The annual campus-wide event gives graduate and professional students, postdocs, and medical house staff/fellows the opportunity to communicate about their work. It included morning and afternoon poster sessions, where students explained their research to judges. About 70 volunteer judges helped make the event possible for the 132 poster presentations.

In addition, there was significant excitement over the speaker, Cato T. Laurencin, M.D., Ph.D. who spoke to an audience of over 300 students, faculty, and staff. Students lined up to have their photos taken and exchange a few words with Laurencin, the Albert and Wilda Van Dusen Distinguished Professor of Orthopaedic Surgery at the University of Connecticut, who has won numerous distinctions, including national-level awards from two presidents. His innovations are frequently listed among the top scientific achievements of the century.

Laurencin gave an overview in his groundbreaking work in regenerative engineering. He and his research partners have successfully developed processes and technologies for re-growing bone and skin, nerves, ligaments and other tissues. His process for regenerating a torn ACL has been used in humans for three years. His current project to repair rotator cuff tears and other shoulder injuries through regeneration has proven successful in mice.

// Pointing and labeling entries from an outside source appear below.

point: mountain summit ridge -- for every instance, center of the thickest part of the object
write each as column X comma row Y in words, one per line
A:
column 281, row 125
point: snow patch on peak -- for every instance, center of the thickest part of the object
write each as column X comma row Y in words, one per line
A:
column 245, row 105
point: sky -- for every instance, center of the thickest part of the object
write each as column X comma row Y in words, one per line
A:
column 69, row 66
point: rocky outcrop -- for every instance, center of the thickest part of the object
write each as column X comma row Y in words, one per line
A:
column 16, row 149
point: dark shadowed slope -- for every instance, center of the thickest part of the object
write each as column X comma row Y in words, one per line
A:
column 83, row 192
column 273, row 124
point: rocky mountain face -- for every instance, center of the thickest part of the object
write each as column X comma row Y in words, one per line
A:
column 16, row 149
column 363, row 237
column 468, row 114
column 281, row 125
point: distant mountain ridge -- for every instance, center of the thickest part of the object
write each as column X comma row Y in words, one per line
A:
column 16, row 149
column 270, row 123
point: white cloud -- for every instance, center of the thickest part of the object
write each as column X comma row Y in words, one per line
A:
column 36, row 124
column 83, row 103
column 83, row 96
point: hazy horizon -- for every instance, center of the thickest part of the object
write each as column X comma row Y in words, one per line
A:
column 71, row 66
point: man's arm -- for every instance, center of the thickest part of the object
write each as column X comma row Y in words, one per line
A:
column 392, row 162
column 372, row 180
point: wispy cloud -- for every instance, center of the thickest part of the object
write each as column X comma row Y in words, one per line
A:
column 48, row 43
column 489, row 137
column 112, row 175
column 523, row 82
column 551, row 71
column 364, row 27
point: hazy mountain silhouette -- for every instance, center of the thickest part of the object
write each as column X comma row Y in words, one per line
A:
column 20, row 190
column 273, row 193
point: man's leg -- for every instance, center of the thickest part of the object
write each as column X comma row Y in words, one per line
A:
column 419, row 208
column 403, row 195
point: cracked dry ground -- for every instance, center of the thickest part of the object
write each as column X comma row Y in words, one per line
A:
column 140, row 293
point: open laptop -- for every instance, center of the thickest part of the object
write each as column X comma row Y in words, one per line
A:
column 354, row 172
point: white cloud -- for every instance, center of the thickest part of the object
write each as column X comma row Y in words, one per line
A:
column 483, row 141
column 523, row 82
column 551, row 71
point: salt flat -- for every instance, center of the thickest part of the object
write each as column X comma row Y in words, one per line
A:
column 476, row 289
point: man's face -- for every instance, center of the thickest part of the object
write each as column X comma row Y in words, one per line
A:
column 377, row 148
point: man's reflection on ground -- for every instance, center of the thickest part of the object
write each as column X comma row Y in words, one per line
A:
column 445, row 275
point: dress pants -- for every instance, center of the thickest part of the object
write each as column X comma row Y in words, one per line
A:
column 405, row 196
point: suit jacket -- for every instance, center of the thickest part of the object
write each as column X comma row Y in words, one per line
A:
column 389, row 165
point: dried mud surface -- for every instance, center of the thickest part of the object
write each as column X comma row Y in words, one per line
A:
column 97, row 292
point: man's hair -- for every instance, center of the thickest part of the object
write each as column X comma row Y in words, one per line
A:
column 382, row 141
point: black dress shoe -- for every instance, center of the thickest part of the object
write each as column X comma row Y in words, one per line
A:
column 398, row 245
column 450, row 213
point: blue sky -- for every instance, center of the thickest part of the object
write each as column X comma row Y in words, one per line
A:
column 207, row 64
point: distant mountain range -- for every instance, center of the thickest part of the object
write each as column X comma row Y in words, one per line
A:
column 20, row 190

Looking forward, he has set a goal to regenerate a knee within the next seven years and an entire limb in 15 years. Laurencin characterized it as a lofty – but achievable – goal.

“Actually, a lot of people have told me, ‘believe me, it is a moonshot,’ but as I’ve said before, the last time I’ve checked, we’ve been to the moon,” Laurencin said

COPH students represented the MPH, MHA, and Ph.D. programs at the research day.